Phosphofructokinase occupies a central node in glycolysis and interfaces with gluconeogenesis, pentose phosphate pathway, and tricarboxylic acid cycle fluxes explored by consortia including European Bioinformatics Institute and Broad Institute. Its activity shapes metabolic reprogramming described in research at Memorial Sloan Kettering Cancer Center and Dana‑Farber Cancer Institute, and it affects cellular responses in studies from National Cancer Institute and Fred Hutchinson Cancer Center. Connections to hypoxia pathways analyzed at Karolinska Institutet and University of Pennsylvania link phosphofructokinase to transcriptional programs studied by teams at Cold Spring Harbor Laboratory and Howard Hughes Medical Institute.
Genes encoding phosphofructokinase subunits have been mapped and sequenced by projects at National Human Genome Research Institute and Genome Research Limited, revealing conservation across taxa examined at University of Sydney and University of Cape Town.
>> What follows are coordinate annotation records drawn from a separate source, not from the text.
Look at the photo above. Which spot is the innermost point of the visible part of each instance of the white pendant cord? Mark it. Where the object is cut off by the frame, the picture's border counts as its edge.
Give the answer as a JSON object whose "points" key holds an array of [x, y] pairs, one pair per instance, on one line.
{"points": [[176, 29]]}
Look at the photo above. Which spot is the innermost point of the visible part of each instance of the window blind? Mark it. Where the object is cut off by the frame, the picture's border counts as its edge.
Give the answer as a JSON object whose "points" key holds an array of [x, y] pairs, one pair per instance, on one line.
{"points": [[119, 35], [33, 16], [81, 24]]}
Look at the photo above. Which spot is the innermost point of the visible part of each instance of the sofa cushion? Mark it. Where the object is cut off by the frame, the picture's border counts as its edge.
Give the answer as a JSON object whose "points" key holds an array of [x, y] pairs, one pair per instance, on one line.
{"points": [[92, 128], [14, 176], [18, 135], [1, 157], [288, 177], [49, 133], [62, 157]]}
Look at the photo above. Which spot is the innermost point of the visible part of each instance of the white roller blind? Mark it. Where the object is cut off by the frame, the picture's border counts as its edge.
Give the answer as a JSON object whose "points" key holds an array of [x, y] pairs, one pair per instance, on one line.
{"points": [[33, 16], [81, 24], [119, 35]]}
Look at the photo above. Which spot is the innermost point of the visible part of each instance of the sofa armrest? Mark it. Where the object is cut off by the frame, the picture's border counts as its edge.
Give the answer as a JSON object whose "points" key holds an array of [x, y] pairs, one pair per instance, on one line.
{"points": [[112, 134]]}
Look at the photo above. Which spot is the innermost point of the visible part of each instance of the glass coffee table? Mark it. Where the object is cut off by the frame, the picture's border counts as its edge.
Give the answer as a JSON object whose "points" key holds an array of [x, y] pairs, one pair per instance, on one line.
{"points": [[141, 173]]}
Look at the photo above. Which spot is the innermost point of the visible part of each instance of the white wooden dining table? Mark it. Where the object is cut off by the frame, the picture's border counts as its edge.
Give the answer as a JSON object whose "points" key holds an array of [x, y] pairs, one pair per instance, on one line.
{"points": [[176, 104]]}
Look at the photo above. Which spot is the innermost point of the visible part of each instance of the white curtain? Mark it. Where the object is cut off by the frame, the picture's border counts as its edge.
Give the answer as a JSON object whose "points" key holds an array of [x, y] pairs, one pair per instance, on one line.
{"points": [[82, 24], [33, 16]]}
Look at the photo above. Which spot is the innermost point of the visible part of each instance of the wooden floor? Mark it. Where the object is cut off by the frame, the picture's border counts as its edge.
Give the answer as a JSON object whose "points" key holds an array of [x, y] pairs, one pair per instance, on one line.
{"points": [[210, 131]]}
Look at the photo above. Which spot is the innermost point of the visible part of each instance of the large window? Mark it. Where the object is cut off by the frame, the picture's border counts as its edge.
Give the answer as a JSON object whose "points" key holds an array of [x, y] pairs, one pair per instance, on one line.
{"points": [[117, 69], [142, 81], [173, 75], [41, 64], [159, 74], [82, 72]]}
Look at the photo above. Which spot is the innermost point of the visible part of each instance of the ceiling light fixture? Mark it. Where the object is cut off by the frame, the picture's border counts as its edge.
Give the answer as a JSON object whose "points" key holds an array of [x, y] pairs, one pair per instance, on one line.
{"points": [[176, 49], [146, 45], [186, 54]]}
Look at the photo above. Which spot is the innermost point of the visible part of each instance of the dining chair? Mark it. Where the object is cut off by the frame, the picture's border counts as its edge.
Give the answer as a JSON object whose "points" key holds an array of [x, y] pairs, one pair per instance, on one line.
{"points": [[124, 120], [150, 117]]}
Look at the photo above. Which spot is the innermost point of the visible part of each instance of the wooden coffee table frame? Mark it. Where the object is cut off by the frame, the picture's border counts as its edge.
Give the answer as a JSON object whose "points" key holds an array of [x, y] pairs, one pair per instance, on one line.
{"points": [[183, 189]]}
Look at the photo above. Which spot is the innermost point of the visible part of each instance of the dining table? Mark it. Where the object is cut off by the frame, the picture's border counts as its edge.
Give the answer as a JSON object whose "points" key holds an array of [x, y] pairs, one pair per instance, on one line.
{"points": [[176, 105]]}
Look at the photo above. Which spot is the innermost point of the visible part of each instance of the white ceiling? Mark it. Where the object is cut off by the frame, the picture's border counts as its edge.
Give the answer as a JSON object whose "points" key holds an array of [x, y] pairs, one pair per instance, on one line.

Phylogenetic analyses from University of Edinburgh and University of Copenhagen suggest gene duplication and divergence events paralleling those reported in studies of metabolic gene families at Max Planck Institute for Evolutionary Anthropology. Comparative genomics initiatives at Joint Genome Institute and Ensembl trace isozyme diversification in vertebrates and plants, with population genetics investigations by groups at Wellcome Sanger Institute and Cold Spring Harbor Laboratory linking variants to adaptation.
Inherited deficiencies of specific phosphofructokinase isozymes cause metabolic myopathies and hemolytic anemias characterized in clinical studies at Mayo Clinic, Cleveland Clinic, and Johns Hopkins Hospital. Cancer‑associated changes in expression have been documented at Memorial Sloan Kettering Cancer Center and Dana‑Farber Cancer Institute, while metabolic syndrome and diabetes correlations emerged from epidemiological cohorts run by Framingham Heart Study and UK Biobank. Diagnostic assays and clinical guidelines from American College of Physicians and therapeutic explorations at National Institutes of Health and European Medicines Agency reflect translational interest.
Phosphofructokinase is used in synthetic biology and metabolic engineering projects at MIT Media Lab, ETH Zurich, and University of California, San Diego to modulate glycolytic flux in microbial cell factories such as Saccharomyces cerevisiae and Escherichia coli. Assay platforms developed at Thermo Fisher Scientific and Agilent Technologies enable high‑throughput screening in drug discovery pipelines at Pfizer, Novartis, and Roche. Structural and mechanistic insights contributed to tool development at Diamond Light Source and National Synchrotron Light Source II, while academic collaborations with Bill & Melinda Gates Foundation‑funded programs apply enzyme modulation to bioenergy and global health challenges.